It's been a long while (1993) since I've read Soul of the Age: Selected Letters of Hermann Hesse (1891-1962) [translated by Mark Harman], but I thought there might be some interesting "bits" re psychoanalysis so I dug it out of my closet. Sure enough there are letters to both C. G. Jung and J. B. Lang. The one to Jung (1934, long after Hesse's sessions with Lang) is a reply to a letter from Jung to Hesse (not in the book) and, re psychoanalysis, is the more interesting.

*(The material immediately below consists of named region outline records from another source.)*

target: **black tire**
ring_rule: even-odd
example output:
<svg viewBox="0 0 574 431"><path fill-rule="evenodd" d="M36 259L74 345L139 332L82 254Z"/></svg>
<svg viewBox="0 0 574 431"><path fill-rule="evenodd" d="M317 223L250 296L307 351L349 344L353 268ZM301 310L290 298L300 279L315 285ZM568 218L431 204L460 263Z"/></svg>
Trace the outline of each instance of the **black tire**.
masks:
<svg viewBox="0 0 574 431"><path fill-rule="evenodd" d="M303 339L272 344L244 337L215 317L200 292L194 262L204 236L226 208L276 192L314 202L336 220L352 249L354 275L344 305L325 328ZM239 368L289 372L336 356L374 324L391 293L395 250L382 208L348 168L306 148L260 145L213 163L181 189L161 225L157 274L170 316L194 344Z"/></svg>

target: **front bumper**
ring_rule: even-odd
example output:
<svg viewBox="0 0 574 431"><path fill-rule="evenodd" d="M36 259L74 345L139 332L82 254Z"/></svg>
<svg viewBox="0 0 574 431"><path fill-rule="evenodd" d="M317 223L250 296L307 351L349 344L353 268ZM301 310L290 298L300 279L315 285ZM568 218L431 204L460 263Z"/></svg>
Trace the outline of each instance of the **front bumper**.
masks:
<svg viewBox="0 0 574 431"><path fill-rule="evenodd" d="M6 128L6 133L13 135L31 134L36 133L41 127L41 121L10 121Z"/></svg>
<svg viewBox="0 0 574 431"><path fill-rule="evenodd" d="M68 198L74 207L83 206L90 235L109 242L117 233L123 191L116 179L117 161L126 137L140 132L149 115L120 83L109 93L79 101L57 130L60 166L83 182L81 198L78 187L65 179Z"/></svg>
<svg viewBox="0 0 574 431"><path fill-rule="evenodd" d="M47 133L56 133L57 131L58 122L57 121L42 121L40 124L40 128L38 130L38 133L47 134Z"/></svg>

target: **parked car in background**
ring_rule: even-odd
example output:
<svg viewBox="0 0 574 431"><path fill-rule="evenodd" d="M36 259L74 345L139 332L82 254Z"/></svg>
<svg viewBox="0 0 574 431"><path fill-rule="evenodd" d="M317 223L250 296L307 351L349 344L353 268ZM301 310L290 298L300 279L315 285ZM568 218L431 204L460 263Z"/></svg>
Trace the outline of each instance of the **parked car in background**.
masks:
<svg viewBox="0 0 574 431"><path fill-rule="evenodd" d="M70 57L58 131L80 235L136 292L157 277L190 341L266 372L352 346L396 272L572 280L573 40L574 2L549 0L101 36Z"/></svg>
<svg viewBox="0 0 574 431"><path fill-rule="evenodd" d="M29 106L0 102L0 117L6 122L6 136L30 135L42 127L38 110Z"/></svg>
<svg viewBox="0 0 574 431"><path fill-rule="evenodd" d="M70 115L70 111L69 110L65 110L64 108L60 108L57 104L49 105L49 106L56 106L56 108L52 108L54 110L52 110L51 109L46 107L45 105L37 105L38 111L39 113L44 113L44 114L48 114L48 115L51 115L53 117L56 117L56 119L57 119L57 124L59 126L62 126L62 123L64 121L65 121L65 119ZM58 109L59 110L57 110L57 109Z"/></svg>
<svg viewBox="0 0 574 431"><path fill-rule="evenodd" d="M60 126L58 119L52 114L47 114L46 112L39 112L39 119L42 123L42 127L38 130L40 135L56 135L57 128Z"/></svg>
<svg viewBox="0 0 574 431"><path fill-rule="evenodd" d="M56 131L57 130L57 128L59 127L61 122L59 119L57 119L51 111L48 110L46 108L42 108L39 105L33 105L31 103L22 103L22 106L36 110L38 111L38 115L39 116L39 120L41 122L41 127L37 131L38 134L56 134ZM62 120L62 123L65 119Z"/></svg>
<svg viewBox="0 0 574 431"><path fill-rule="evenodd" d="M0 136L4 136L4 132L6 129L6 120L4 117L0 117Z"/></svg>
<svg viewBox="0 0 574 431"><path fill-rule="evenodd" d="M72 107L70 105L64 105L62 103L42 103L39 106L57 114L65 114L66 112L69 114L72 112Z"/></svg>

Excerpt #1 (on the linguistic quibble re "sublimation"):
  Your remarks about sublimation go to the heart of the problem, and demonstrate the difference between your view and mine. We're dealing, first of all, with an incidence of the linguistic confusion so prevalent nowadays--so many people use the same term but mean something different. You regard sublimation as a term best employed by chemists; Freud means one thing by it, and I have something else again in mind. Maybe some chemist originally conceived of the word sublimatio, I have no idea, but there's nothing esoteric about the word sublimis (or even sublimare): it's classical Latin.  
   There would be no difficulty resolving that particular point. But this time there are real issues at stake behind the linguistic quibble. I agree with your interpretation of the Freudian concept of sublimation. I wasn't trying to defend Freud's notion, but rather the actual concept itself. I feel that it's an important concept where cultural issues are concerned. And this is where we part company. As a physician, you regard sublimation as something volitional, the transference of a drive to an alien sphere of activity. In the last resort I, too, regard sublimation as a form of "repression," but I only use that lofty term in cases where it's possible to speak of "successful" repression--i.e., the effects of a drive on a sphere that is no doubt alien, but also extremely significant in the cultural sphere, art. 

Excerpt #2 (on the possible dangers--in Hesse's opinion--of psychoanalysis for an artist):
That is why psychoanalysis is such a difficult  and dangerous experience for artists. Those who take it seriously might easily have to refrain from all artistic activity for the rest of their lives. That is fine if the person is just a dilettante, but in the case of a Handel or a Bach, I feel we could do without psychoanalysis if we got Bach in return.

[NB: Though I personally know next to nothing about the psychoanalytic "process," I think Excerpt #2 especially interesting re the fears that Rilke had of psychoanalysis stripping away his ability to create art.]